Data Science & AI Workbench enables you to connect to Amazon Simple Storage Service (S3) object storage service, to access data stored there.

Before you can do so, however, you’ll need to install the s3fs package, which contains the Python filesystem interface required to connect to S3:

conda install -c anaconda s3fs

Note

Any packages you install from the command line are available during the current session only. If you want them to persist, add them to the project’s anaconda-project.yml file. For more information, see Project configurations.

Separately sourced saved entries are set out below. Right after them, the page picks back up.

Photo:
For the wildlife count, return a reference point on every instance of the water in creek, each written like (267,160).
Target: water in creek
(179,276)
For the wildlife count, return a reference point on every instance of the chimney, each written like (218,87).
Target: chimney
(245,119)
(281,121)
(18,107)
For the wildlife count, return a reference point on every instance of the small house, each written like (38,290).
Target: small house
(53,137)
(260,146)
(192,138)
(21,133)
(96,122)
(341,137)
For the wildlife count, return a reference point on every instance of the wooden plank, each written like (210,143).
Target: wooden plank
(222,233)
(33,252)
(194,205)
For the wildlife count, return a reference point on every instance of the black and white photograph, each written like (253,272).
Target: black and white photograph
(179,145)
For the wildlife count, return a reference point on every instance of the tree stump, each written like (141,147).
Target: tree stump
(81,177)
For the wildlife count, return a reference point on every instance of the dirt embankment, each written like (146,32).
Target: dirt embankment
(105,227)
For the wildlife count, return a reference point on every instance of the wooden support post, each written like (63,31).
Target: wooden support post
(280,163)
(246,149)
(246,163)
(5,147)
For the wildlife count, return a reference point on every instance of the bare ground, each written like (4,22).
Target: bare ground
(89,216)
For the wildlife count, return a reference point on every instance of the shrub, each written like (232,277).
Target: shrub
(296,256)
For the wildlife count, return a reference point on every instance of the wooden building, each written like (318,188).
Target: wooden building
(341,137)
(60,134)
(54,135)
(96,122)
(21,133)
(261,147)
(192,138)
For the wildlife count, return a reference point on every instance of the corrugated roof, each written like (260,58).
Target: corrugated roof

You can then use code such as this to access a specific S3 bucket from within a notebook session:

from s3fs.core import S3FileSystem

import configparser

Credentials would need to be in .ini format and look like the following:

[default]
aws_access_key_id=ACCESS_KEY_HERE
aws_secret_access_key=SECRET_ACCESS_KEY_HERE
# Configparser is in the standard library, and can be used to read the .ini file so that you can use it to set up the S3 object below.

config = configparser.ConfigParser()
config.read('/var/run/secrets/user_credentials/aws_credentials')

# Set up the object using the credentials from the file
fs = S3FileSystem(
    anon=False,
    key=config.get('default', 'aws_access_key_id'),
    secret=config.get('default', 'aws_secret_access_key')
 )

# Provide the bucket and file name
bucket = 'test_bucket'
file_name = 'testing.txt'

# To list what is in the specified bucket
all_files = fs.ls(f'{bucket}')
print(all_files)

# To read the specified file in the named bucket
with fs.open(f'{bucket}/{file_name}', mode='rb') as f:
    print(f.read())

See Secrets for information about adding credentials to the platform, to make them available in your projects. Any secrets you add will be available across all sessions and deployments associated with your user account.